Hence, Whitlock’s disappearance forms just one of many small headaches for Brolin’s outwardly unflappable Mannix. Even when faced with ransom notes from ‘The Future’ and ramming a suitcase full of cash, Mannix maintains his professional veneer, only occasionally gasping for relief, not so much from the demands of his day-to-day, but the growing fear that in the grander scheme of things, it’s potentially all for nothing. Hungry for approval, Mannix earnestly pitches his biblical epic to a group of clergymen to find that the biggest complaint concerns an overtly acrobatic leap between two moving carriages (‘It’s just not realistic’). A far more stable, ‘important’ job offer from the Lockheed corporation offers a future away from the daily frivolity of his current position. And yet Mannix clearly believes, as do the Coens, that the film industry can offer something invaluable, not least to 1950s America.

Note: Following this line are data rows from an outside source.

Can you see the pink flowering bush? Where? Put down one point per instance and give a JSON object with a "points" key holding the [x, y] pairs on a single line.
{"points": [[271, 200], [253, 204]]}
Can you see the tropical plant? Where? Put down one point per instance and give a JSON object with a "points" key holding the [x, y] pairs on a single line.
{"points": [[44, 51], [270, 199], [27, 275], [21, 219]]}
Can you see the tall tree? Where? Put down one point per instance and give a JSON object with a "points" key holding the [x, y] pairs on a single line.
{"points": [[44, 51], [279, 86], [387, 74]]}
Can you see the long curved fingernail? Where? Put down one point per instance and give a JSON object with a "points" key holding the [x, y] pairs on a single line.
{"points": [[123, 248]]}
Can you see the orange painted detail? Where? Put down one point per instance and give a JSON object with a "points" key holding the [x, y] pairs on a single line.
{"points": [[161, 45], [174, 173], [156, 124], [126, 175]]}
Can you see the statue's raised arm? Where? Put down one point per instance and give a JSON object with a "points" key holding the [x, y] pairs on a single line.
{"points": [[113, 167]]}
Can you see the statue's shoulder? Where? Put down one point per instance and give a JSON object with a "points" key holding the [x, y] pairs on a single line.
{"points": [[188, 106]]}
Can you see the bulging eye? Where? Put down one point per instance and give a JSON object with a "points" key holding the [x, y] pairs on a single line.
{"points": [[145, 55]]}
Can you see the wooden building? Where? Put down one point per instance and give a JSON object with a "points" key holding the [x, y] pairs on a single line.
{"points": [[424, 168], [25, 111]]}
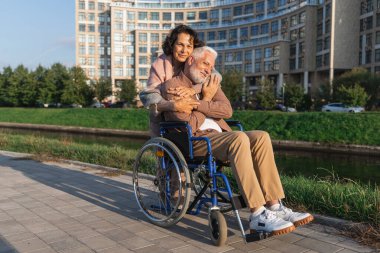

The setting – the Cold War, television ascendent – aims to instil drama to Mannix’s career decision. Ultimately, it’s in this existential dilemma that Hail, Caesar!, at least on first viewing, feels least satisfying, right up to its knowingly ‘happy’ ending. Brolin is on great form as always, yet feels less distinct than some of the Coens’ more memorable creations. His absence from the climax of the kidnapping plot only adds to the sense of distanciation that grows as Hail,Caesar! marches on, its disparate story threads rarely coalescing into a cohesive whole.

While it’s not always clear what these various strands are supposed to mean, if anything at all, Hail, Caesar! is rarely any less than uproariously entertaining, not least in the set pieces that serve as glue to join together the occasionally disjointed, slow-moving narrative. The Coens’ love of cinema is unmistakeable in their technicolor tributes to the Golden Age, where Hollywood’s output became even more gloriously ostentatious in the face of television’s rise in popularity. Of the films within the film, Johansson’s ‘Million Dollar Mermaid’ indebted synchronised swimming display plays out in full, as does Channing Tatum’s appearance in the small, significant role of Gene Kelly-alike Burt Gurney, leading his soon to be dispatched navy troops in homoerotic dance number ‘No Dames’. There’s a clear sense of celebration, rather than pastiche, even if the Coens do inevitably skewer the conventions of this wholesome, primary-coloured cinema.

Relative newcomer Ehrenreich gives us Hail, Caesar!’s most memorable, most significant performance, as salt-of-the-earth singing cowboy Hobie Doyle, stranded in a period drama with unsayable lines, under the eye of Ralph Fiennes’ hilariously preening director. Doyle’s an endearing creation, wide eyed and eager to please, one who even when he’s crashing and burning, is content in the self-assurance that he’s just doing his best, untroubled by the existential moores on which Mannix finds himself wracked. Maybe, Hail, Caesar! concludes, as simple as Doyle might be, he could be right. It’s a film that points to the power of escapism, whilst acknowledging the inevitability of self-doubt. It’s also about a lot of other things, which whilst muddling the plot to a degree, offer a lot to unpack for days to come.

Hail, Caesar! might offer a less-than-steady blend of the directors familiar tendencies yet, as ever, the Coens have crafted an intriguing work, one that beneath its shiny surface offers little in the way of easy answers, and will likely reward repeat viewings.